The Jenga-playing robot is a successful example of AI moving into physical world. Image: MIT
How a Jenga-playing Robot Will Affect Manufacturing
Jun 21, 2019
by Mark Wolverton
Humans are born with intuitive abilities to manipulate physical objects, honing and perfecting their skills from an early age through play and practice. But it's not as easy for robots.
Computers may have beaten the best human players of abstract, cognitive-based games such as chess and Go, but the physical abilities and intuitive perceptions acquired over millions of years of evolution still give humans a definite edge in tactile perception and the manipulation of real-world objects.
That human-machine skill gap makes it difficult to develop machine learning, or ML, algorithms for physical tasks that require not just visual information, but tactile data. A team of researchers in the Department of Mechanical Engineering of the Massachusetts Institute of Technology has taken a fresh approach to that problem by teaching a robot to play Jenga. Their work was published in Science Robotics.
Read more on Engineers Teaching Machines: Game Theory Helps Robot Design
Jenga involves building a layered tower by carefully moving rectangular blocks from lower layers to the top, without collapsing the tower. That requires careful consideration of which blocks to move and which to leave in place, a choice that's not always apparent.
“In the game of Jenga, a lot of the information that is necessary to drive the motion of the robot isn't apparent to the eyes, in visual information,” noted the study’s co-author Alberto Rodriguez. “You cannot point a camera at the tower and tell which blocks are free to move or which blocks are blocked.

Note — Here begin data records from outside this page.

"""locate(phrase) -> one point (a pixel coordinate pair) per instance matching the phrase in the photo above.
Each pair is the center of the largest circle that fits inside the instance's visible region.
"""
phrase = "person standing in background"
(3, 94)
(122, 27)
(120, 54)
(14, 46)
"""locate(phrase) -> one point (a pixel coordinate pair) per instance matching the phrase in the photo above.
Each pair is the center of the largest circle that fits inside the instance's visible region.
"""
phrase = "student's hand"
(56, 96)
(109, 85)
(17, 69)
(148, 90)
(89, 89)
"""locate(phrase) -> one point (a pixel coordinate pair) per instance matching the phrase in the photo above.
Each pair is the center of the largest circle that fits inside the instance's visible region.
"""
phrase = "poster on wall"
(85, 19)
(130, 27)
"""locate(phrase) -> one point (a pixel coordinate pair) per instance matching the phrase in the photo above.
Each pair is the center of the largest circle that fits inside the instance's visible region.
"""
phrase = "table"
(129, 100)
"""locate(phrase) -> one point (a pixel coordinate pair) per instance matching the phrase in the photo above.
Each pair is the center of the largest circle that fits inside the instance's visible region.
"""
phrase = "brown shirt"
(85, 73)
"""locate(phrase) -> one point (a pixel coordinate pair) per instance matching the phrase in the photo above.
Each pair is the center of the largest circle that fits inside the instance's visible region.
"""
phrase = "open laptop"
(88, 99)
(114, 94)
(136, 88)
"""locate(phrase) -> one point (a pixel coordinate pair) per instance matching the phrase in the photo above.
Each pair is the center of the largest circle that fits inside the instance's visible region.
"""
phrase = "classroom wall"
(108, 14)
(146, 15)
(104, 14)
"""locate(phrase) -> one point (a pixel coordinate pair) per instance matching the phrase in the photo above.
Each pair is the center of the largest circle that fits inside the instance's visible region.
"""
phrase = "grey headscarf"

The robot has to go and touch them.”
The researchers overcame that physical element of the game by providing a means for the robot to integrate both visual and tactile cues.
The experimental setup consisted of an off-the-shelf ABB IRB 120 robotic arm fitted with an ATI Gamma force and torque sensor at the wrist and an Intel RealSense D415 camera, along with a custom-built gripper.
“Our system ‘feels’ the pieces as it pushes against them,” said Nima Fazeli, an MIT graduate student and the paper's lead author. “It integrates this information with its visual sensing to produce hypotheses as to the type of block interaction, block configurations, and then decides what actions to take.”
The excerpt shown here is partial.